Publié le vendredi 28 septembre 2007 à 01H00 - Vu 12 fois
Adeline Hazan : « En six ans, on a fourni un énorme travail ».
Jean-François Scherpereel
«EN 2001, je me suis présentée pour la première fois et j'ai obtenu 48,5 %. Depuis, nous avons fourni un énorme travail d'une opposition constructive et critique. Les gens le savent. Ce score, ce travail et un projet en phase avec les attentes de la population font que nous avons une chance de gagner. »
Adeline Hazan croit donc en sa bonne étoile — plus qu'en la « division de la Droite » — pour s'asseoir dans le siège du maire de Reims en mars 2008. Elle l'a affirmé hier après-midi, après avoir été officiellement désignée par les militants socialistes.
Faire bouger Reims
L'objectif de Mme Hazan est que « les Rémois vivent mieux dans la ville au quotidien et qu'ils puissent participer à la construction d'une agglomération qui entre enfin dans le XXIe siècle ». Mme Hazan estime en effet que « Reims a bougé, mais pas assez et pas pour tous », et qu'il faut redessiner les contours de l'agglomération pour lui donner une dimension de métropole.
Bien qu'accompagnée par plusieurs élus socialistes, Mme Hazan se présente seule pour le moment : sa liste ne sera officialisée qu'au début de 2008. Elle sera « paritaire homme/femme » et se voudra « représentative » de la population rémoise.

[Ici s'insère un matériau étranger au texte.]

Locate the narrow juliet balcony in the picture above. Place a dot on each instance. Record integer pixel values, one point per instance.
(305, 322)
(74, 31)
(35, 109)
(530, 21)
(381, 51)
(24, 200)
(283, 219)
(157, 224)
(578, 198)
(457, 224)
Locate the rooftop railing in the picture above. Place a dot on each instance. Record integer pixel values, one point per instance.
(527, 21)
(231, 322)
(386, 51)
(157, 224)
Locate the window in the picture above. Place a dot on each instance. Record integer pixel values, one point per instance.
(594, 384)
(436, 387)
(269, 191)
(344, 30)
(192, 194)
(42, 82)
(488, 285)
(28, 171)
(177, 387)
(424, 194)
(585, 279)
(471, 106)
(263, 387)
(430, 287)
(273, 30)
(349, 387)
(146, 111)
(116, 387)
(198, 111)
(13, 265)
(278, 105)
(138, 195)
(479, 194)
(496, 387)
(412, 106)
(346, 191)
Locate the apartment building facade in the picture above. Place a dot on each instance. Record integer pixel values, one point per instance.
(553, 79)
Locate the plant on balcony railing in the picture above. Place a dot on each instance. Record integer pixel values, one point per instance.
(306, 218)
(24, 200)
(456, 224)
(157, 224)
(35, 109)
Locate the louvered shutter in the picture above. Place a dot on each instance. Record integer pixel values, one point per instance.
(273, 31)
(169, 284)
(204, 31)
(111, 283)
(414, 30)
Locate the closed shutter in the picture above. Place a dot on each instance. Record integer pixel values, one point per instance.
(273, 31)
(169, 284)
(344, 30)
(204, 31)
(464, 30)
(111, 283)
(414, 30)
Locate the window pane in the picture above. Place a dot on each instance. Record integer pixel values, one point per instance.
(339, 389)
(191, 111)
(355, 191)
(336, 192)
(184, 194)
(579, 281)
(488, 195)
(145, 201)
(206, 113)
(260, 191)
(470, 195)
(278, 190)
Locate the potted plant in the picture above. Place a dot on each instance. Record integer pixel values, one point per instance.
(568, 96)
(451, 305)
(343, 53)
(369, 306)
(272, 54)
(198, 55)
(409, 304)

Dans quelques jours, son équipe de campagne de 20 personnes se mettra à l'ouvrage. Cette campagne consistera à inciter les électeurs à s'inscrire sur les listes et à organiser des… « débats participatifs ».
Priorités
Quelques dossiers sont prioritaires pour Adeline Hazan : le logement, notamment pour limiter la fuite des Remois vers les communes périphériques ; une liaison place d'Erlon-Boulingrin pour constituer un vrai centre ville ; la création d'une aire urbaine élargie pour l'agglomération rémoise. Celle-ci devra travailler davantage avec les villes du « G10 » (Marne, Aisne, Ardennes) que Mme Hazan qualifie « d'habillage sans réelle volonté politique ». Enfin, le développement économique par le tertiaire.
Si elle est élue, la candidate socialiste s'engage à démissionner de son mandat européen, car elle estime que la fonction de maire réclame un « plein temps ».